Mapping in the public Firefly cloud
In the public Firefly SaaS, the Europe / EU868 instance is fireflyiot.com.
Each network server host documented in the table below and in the application manual is assigned to a target region and frequency plan profile. See the Firefly application manual, chapter on regions and server addresses.
In practice, the gateway and device profile must match the frequency plan that host is intended for—for US915 typically us1.ns.fireflyiot.com, for EU868 fireflyiot.com. A host name on its own does not enforce the plan; the target, gateway, and end device must all follow the same intended plan for that region.
| Frequency plan | Network server host (UDP, port 1700) | Public cloud (per Firefly manual) |
|---|---|---|
| EU868 | fireflyiot.com |
Europe / Frankfurt |
| US915 | us1.ns.fireflyiot.com |
US West |
| AU915 | br1.ns.fireflyiot.com |
South America / São Paulo |
| IN865 | in1.ns.fireflyiot.com |
India / Mumbai |
| AS923 | sg1.ns.fireflyiot.com |
Asia Pacific / Singapore |
| CN470 | cn1.ns.fireflyiot.com |
Asia Pacific / Hong Kong |
| KR920 | kr1.ns.fireflyiot.com |
Asia Pacific / Seoul |
Impact on operations and troubleshooting
When the frequency plan or address does not fit, common symptoms include:
- no or too few uplinks
- inconsistent downlinks
- gateways that look connected but carry no usable traffic
- join problems
Checks should always cover together:
- Firefly region
- gateway configuration
- device profile
- target address and port
- SaaS vs self-hosted environment
Common questions
Is US915 always tied to us1.ns.fireflyiot.com?
In the public Firefly cloud, that pairing is the intended and documented US915 mapping for that host.
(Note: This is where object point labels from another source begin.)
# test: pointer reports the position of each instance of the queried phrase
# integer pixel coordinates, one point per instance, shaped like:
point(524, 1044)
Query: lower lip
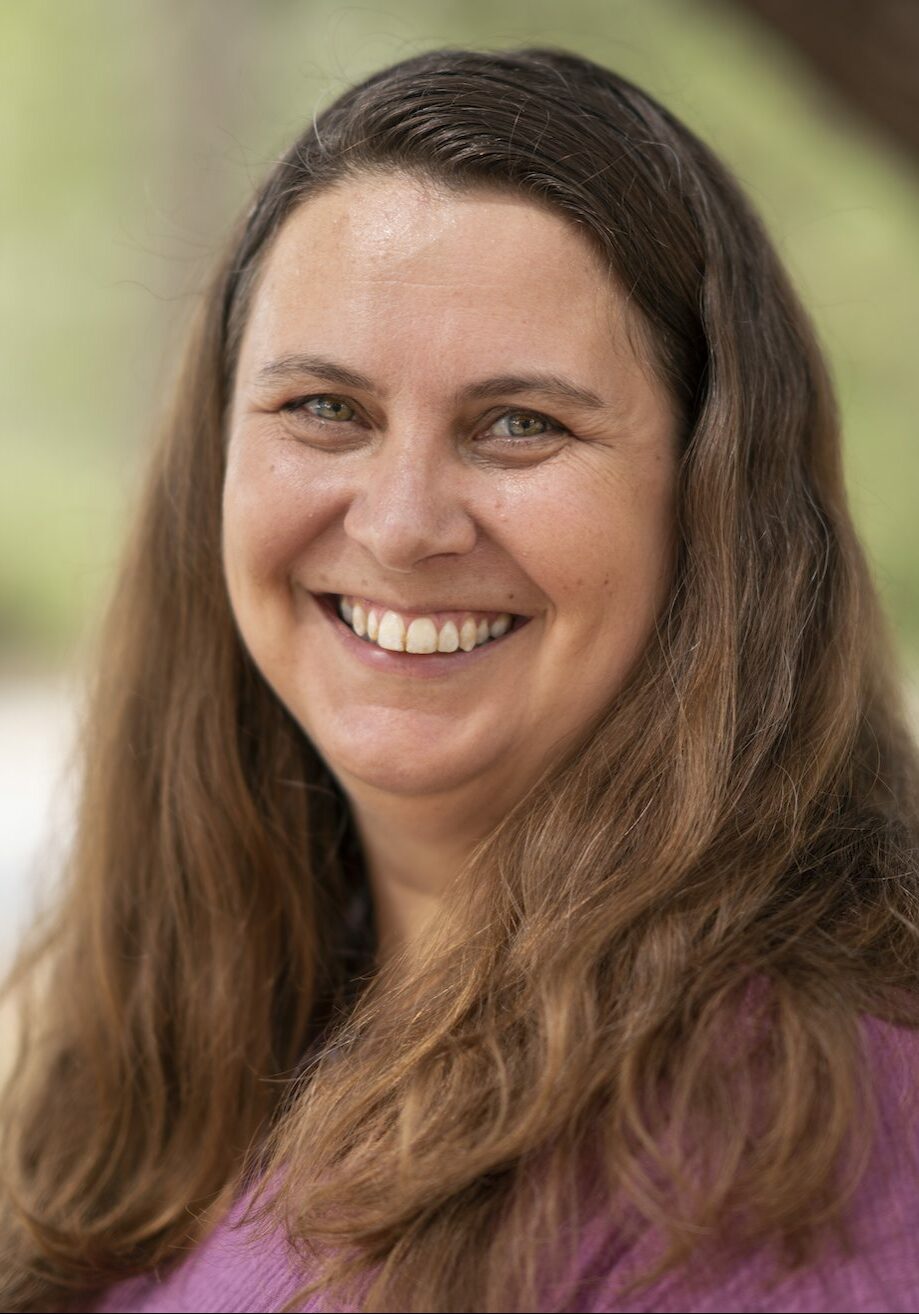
point(418, 665)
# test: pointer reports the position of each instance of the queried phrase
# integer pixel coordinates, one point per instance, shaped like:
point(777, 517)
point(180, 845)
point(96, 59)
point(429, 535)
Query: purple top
point(881, 1275)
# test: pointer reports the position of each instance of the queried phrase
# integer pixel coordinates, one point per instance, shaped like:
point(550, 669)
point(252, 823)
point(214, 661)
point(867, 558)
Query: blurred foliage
point(137, 129)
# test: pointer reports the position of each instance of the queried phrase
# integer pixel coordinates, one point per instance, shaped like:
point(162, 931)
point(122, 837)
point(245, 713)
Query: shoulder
point(878, 1272)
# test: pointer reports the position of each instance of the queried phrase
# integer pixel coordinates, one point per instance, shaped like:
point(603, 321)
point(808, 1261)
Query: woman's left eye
point(526, 425)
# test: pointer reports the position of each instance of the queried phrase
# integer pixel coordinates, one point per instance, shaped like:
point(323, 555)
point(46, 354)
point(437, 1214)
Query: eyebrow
point(288, 368)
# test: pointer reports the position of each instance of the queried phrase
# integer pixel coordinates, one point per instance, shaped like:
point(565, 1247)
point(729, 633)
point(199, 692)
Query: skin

The DNS name does not technically enforce the plan—what matters is the configuration of the network server that is actually reached and that target, gateway, and devices all match the intended plan. In self-hosted environments other hostnames can serve the same role; there the deployment configuration decides, not the fixed SaaS name.
Datasheets list several LoRa regions—which one is relevant for a live deployment?
What matters is the channel plan and region you have actually configured and run in production—not every region the device could support on paper. Keep the device profile, gateway settings, and the Firefly target / frequency context aligned to that same real configuration.
Why does a gateway receive packets but still behave inconsistently?
In many cases, the frequency plan does not fully match the Firefly region, or the gateway is sending to the wrong address or environment (SaaS vs self-hosted). See Impact on operations and troubleshooting.